Add to that, a post-divorce Kensington Palace kitchen debrief between Charles and Diana, in a later episode, and one must wonder at times if Morgan is aiming for farce among the tears, boredom, and Tampongates.
Amidst the rollercoaster of relevance, the British Royal Family has held for the public in recent decades, the focal point of such comedy amidst The Crown’s tragedy is West’s Charles. As good an actor as The Wire vet is, his Prince of Wales is doused in the historical tides. Strapping where the now King is stiff, matinee idol West strains at fitting into the smaller space so well carved out by Josh O’Connor as the then heir apparent in previous years. Only Robert Redford’s hiring to play Watergate journalist Bob Woodward in 1976’s classic All the President’s Men rivals the misdirect. At least in that case of the golden god Redford’s Woodward, the WaPo journo was relatively underexposed in comparison to Charles in a pre-digital age far less explicit than our own over the last two decades.

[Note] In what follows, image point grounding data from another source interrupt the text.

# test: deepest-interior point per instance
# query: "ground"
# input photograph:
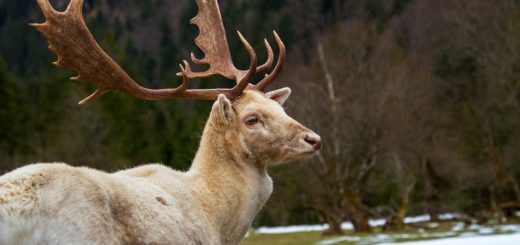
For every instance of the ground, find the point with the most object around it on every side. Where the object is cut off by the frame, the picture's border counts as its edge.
(424, 233)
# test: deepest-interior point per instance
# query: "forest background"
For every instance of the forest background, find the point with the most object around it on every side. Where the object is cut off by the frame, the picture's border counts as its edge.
(417, 101)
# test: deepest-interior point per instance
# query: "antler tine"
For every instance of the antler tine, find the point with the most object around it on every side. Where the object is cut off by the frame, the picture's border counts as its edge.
(243, 82)
(47, 8)
(270, 58)
(260, 86)
(77, 50)
(75, 7)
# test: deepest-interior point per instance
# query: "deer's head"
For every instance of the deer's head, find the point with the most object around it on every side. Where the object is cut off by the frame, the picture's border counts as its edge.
(257, 130)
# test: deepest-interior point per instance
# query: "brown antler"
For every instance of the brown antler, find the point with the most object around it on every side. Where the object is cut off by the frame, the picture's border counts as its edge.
(213, 42)
(77, 50)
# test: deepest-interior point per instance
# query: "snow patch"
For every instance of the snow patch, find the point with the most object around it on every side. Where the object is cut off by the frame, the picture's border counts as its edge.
(511, 239)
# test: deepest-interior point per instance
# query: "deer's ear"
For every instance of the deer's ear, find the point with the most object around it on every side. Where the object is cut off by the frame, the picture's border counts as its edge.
(280, 95)
(225, 111)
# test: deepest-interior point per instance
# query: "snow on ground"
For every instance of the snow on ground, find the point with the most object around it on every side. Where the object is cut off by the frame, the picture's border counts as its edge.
(508, 239)
(508, 234)
(345, 225)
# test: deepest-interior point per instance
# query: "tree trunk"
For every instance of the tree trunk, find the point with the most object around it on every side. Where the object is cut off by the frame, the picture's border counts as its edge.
(396, 221)
(431, 190)
(334, 227)
(356, 213)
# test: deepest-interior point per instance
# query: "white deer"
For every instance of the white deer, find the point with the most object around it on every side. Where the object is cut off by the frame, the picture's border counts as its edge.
(214, 202)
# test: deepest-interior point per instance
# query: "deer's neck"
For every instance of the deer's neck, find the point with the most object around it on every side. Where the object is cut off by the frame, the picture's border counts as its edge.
(231, 191)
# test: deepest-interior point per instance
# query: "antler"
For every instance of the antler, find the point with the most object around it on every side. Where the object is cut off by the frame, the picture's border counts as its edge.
(77, 50)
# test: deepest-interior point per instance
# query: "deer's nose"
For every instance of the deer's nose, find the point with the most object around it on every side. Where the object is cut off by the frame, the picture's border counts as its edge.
(314, 140)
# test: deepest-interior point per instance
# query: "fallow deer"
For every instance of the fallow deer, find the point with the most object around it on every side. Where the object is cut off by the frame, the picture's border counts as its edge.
(214, 202)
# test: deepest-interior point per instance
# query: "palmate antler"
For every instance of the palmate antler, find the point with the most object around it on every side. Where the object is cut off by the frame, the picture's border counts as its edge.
(77, 50)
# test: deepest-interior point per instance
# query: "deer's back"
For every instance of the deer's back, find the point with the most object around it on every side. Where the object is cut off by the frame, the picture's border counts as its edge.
(60, 204)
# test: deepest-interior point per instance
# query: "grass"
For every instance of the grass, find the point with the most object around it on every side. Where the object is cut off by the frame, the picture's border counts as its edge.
(300, 238)
(428, 232)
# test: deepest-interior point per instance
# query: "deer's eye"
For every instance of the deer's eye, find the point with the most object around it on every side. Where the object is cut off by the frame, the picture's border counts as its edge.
(251, 120)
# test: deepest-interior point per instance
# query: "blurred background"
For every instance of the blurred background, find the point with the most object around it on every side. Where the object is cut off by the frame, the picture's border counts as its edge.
(417, 101)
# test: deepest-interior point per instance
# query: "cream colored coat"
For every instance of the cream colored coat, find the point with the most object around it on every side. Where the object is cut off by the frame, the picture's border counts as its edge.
(213, 203)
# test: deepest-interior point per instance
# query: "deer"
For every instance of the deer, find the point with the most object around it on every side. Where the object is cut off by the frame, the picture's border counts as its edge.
(214, 202)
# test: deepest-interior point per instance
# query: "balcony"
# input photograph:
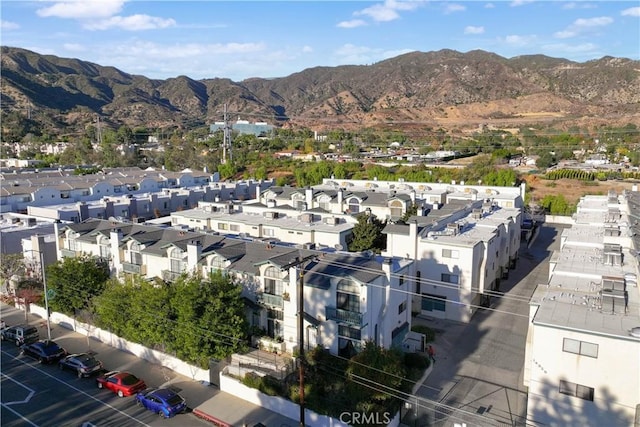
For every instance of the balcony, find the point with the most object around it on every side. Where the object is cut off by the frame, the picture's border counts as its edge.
(128, 267)
(271, 300)
(67, 253)
(339, 315)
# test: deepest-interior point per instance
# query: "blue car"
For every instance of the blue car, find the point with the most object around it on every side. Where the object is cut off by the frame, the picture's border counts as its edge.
(162, 401)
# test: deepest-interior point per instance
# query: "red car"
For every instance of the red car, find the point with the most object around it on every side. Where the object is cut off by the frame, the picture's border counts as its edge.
(121, 383)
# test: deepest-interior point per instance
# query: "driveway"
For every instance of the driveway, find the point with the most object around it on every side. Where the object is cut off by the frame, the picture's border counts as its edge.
(477, 377)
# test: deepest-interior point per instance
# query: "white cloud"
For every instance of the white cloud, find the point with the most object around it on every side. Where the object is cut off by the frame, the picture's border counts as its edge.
(517, 40)
(453, 7)
(578, 5)
(131, 23)
(352, 54)
(470, 29)
(82, 9)
(632, 11)
(74, 47)
(516, 3)
(567, 48)
(388, 11)
(583, 25)
(351, 24)
(7, 25)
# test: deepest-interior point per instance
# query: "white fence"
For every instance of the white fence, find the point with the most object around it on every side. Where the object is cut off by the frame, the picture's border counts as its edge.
(288, 408)
(115, 341)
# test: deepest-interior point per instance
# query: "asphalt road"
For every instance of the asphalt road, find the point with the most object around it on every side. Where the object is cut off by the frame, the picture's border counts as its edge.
(478, 375)
(33, 394)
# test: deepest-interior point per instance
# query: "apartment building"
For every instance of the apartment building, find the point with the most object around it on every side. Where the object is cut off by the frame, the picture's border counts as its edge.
(313, 229)
(31, 190)
(582, 362)
(348, 298)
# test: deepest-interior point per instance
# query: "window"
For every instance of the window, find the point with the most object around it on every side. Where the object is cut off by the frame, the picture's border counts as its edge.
(449, 278)
(348, 296)
(349, 332)
(433, 302)
(450, 253)
(273, 283)
(576, 390)
(582, 348)
(135, 255)
(176, 260)
(402, 307)
(217, 263)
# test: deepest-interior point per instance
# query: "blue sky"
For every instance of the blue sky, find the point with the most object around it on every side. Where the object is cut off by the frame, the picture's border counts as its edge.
(243, 39)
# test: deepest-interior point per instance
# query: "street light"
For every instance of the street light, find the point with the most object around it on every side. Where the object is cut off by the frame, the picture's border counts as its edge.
(44, 283)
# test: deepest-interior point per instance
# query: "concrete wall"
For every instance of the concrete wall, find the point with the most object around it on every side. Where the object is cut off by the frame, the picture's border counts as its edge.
(142, 352)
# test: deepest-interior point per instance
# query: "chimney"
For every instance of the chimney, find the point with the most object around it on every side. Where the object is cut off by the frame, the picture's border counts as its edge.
(387, 265)
(308, 196)
(56, 232)
(83, 211)
(194, 251)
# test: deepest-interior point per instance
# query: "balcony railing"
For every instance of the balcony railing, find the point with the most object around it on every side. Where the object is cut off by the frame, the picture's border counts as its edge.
(343, 316)
(128, 267)
(170, 276)
(271, 300)
(67, 253)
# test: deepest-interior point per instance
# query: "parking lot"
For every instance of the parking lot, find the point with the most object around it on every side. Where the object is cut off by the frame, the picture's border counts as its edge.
(34, 394)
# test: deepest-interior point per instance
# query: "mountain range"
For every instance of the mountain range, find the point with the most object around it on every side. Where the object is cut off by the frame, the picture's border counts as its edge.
(444, 90)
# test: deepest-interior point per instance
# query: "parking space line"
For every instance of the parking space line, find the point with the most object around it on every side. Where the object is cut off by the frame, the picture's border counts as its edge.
(26, 420)
(28, 398)
(74, 388)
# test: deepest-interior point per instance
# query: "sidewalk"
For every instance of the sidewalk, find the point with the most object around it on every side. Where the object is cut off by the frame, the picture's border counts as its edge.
(227, 410)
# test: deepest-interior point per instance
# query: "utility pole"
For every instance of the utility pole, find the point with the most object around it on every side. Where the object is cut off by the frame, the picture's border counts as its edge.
(226, 141)
(301, 263)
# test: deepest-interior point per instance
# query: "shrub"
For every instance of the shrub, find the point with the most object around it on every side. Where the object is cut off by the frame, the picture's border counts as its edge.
(429, 333)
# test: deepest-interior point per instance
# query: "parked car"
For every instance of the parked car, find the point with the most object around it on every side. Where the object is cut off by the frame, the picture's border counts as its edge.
(83, 364)
(162, 401)
(121, 383)
(44, 351)
(20, 334)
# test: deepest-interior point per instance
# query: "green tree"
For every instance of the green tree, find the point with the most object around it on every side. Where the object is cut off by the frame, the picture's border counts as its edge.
(75, 281)
(367, 234)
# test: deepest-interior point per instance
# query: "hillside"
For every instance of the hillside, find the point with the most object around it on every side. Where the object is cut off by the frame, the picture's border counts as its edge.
(444, 89)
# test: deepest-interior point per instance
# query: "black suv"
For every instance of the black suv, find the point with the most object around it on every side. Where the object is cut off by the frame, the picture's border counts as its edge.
(83, 363)
(44, 351)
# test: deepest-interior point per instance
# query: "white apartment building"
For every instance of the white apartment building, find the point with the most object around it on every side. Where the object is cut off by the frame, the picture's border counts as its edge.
(348, 299)
(313, 229)
(582, 361)
(461, 253)
(30, 190)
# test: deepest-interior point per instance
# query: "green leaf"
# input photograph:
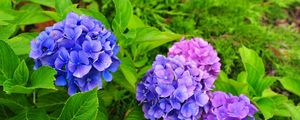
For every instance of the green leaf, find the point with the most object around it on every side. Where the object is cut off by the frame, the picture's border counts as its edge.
(8, 62)
(21, 43)
(62, 5)
(4, 16)
(129, 71)
(255, 70)
(223, 83)
(294, 110)
(149, 38)
(49, 3)
(20, 78)
(6, 31)
(292, 84)
(30, 14)
(31, 114)
(135, 114)
(121, 80)
(43, 78)
(81, 106)
(5, 4)
(15, 102)
(123, 15)
(273, 104)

Here, with his heir now the sovereign, West becomes an endless distraction as you watch the actor again and again attempt to contort himself into a character he simply is not and never should be.

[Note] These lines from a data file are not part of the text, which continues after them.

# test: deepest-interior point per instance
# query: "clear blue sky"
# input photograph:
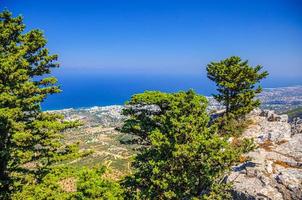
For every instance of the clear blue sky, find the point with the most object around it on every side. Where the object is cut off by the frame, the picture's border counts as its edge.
(160, 37)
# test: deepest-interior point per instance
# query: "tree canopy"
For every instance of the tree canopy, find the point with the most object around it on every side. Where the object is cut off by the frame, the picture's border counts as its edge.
(184, 158)
(236, 81)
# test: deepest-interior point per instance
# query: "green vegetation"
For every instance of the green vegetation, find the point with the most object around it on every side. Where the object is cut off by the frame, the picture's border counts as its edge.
(72, 183)
(184, 157)
(236, 81)
(180, 154)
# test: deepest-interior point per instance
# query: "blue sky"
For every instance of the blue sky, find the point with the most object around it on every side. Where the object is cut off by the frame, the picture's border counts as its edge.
(167, 37)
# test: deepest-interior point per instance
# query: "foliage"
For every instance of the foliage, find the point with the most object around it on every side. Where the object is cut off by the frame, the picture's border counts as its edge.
(219, 191)
(236, 81)
(71, 183)
(30, 140)
(184, 157)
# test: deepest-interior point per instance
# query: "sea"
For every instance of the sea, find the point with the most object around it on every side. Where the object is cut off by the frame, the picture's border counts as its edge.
(84, 90)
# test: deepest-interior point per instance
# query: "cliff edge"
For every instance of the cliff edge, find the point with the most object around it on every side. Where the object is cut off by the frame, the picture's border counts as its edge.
(274, 169)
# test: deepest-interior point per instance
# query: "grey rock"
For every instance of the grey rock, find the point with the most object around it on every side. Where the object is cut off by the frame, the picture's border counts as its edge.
(275, 172)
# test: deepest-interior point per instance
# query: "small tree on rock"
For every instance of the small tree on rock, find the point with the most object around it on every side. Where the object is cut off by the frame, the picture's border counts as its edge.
(236, 81)
(184, 158)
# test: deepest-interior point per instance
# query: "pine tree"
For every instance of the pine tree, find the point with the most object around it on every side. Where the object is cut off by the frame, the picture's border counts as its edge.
(183, 158)
(30, 140)
(236, 82)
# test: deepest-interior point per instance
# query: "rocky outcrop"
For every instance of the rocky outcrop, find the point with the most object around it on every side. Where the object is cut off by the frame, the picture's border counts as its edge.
(274, 169)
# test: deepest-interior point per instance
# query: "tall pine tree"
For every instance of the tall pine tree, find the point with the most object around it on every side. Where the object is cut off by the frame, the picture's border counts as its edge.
(236, 81)
(183, 158)
(30, 140)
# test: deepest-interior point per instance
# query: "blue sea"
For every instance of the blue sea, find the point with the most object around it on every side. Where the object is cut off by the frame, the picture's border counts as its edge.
(97, 89)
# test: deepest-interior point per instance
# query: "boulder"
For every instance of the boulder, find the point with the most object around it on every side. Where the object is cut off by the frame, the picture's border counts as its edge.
(274, 170)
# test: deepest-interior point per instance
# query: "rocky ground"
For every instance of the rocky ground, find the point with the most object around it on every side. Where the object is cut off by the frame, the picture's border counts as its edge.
(274, 169)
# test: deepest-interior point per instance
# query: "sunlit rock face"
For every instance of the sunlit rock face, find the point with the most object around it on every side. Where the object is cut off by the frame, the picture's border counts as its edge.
(274, 169)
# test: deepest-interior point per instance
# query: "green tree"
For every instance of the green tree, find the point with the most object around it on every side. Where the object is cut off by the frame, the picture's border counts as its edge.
(236, 82)
(183, 158)
(30, 140)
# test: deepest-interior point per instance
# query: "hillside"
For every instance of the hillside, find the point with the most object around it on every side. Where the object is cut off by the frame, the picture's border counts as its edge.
(99, 130)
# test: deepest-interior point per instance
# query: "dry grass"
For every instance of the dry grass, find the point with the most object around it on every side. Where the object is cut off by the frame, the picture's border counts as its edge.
(68, 184)
(266, 145)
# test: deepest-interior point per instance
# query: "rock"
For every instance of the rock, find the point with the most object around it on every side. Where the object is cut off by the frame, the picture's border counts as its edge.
(296, 126)
(275, 169)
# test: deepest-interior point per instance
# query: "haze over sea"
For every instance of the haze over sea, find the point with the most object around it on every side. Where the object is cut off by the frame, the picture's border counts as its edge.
(84, 89)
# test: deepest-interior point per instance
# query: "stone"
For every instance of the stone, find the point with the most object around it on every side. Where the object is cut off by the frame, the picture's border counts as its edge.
(273, 172)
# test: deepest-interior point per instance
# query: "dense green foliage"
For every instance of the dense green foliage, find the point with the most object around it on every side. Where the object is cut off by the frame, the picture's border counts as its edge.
(184, 158)
(30, 140)
(71, 183)
(236, 81)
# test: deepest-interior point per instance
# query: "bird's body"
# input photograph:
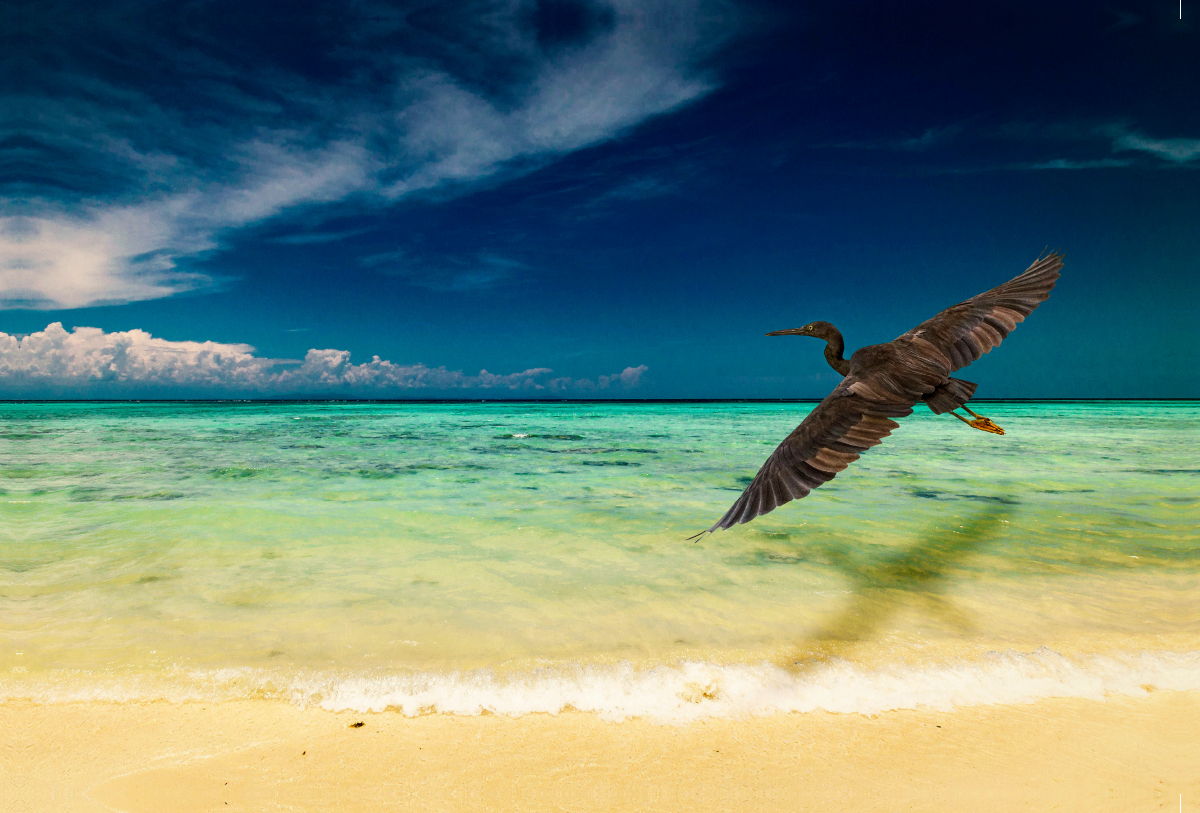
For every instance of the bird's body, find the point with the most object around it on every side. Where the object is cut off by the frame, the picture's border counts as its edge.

Similarly, iconized for his Sean Connery quoting, ruthless Sick Boy in 1996’s Trainspotting, it is discombobulating for those of us of a certain age and disposition to see Miller now play the unassuming and often underestimated John Major. Like so much of this season of The Crown and unlike past PMs in the series, the expanse of the talented Miller’s role and Major’s service to the monarchy grind joylessly along as a gray cloud in a dark sky.

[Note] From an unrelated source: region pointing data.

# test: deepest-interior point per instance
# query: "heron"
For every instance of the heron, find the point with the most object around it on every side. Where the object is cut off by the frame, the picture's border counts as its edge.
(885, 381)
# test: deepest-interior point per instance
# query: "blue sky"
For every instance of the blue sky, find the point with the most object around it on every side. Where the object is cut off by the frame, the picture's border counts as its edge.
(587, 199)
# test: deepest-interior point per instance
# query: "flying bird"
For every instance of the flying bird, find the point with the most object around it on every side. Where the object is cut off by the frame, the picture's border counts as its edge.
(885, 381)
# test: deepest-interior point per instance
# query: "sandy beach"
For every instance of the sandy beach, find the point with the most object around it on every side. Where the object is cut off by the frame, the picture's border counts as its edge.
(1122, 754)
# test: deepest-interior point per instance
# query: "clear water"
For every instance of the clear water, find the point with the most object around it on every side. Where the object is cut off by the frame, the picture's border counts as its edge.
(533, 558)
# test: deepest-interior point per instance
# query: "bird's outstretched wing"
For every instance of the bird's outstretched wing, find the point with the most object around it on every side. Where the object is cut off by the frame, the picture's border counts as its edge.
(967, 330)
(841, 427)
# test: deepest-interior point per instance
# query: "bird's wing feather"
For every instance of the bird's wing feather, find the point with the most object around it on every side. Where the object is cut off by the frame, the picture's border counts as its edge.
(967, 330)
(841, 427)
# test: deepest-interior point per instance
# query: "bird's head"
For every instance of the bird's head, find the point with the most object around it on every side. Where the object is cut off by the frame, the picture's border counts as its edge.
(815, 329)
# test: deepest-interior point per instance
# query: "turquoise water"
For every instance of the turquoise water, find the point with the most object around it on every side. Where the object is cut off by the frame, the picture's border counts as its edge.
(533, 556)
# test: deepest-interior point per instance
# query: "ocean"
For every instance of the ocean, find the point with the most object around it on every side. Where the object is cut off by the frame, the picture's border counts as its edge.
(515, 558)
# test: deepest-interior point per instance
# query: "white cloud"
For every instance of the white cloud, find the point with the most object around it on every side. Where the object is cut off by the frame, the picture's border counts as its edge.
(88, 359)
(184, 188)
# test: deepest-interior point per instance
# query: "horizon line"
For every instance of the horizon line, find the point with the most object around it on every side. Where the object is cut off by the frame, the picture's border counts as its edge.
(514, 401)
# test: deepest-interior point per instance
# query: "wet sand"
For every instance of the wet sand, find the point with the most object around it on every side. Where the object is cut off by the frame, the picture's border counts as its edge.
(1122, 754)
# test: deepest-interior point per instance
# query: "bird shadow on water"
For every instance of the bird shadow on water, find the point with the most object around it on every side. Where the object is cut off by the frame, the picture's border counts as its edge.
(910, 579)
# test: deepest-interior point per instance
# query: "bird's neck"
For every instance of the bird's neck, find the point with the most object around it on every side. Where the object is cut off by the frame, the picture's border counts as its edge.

Now, despite the material they’re given, there are some unsurprisingly fine performances here from theatre legend Staunton, Jonathan Pryce as Prince Philip, Lesley Manville as a fading Princess Margaret, and Dominic West’s own son Senan males a noteworthy debut as Prince William. Within seconds of her appearance on screen in the opening “Queen Victoria Syndrome” episode, no one can doubt that Debicki was born to play Diana, and the casting of The Night Manager actress was a masterstroke among the precarious scripts.
In that vein, trolling over the tabloid feeding frenzy of the Cool Britannia era, the season plunges into the deception and document fabrications now disgraced ex-BBC host Martin Bashir (Prasanna Puwanarajah) enacted to snare a palace shaking 1995 interview with the then Princess of Wales. In the litany of lost souls that make this season of The Crown, Bashir’s path of destruction and Diana’s naivety and paranoia becomes just another pathway forward narratively for the show, and soon forgotten. Against the blazing backdrop of Guy Fawkes Night in the air, that manipulation of Diana is briskly held up aside her futile romance with Dr. Hasnat Khan (Humayun Saeed) and paves the road for the arranged entanglement with playboy Dodi Fayed (Khalid Abdalla) by his Harrods’ owning father Mohamed Al-Fayed (Salim Daw). It’s a journey with a final and fatal destination in Paris on August 31, 1997, as we all know.
A destination that will make up no small part of the mad dash of the sixth and final season of The Crown. Minus Helen Mirren and Michael Sheen, it’s a season that already feels like too far in the past and too far in the future to be worth going the distance for anymore – rules or no rules.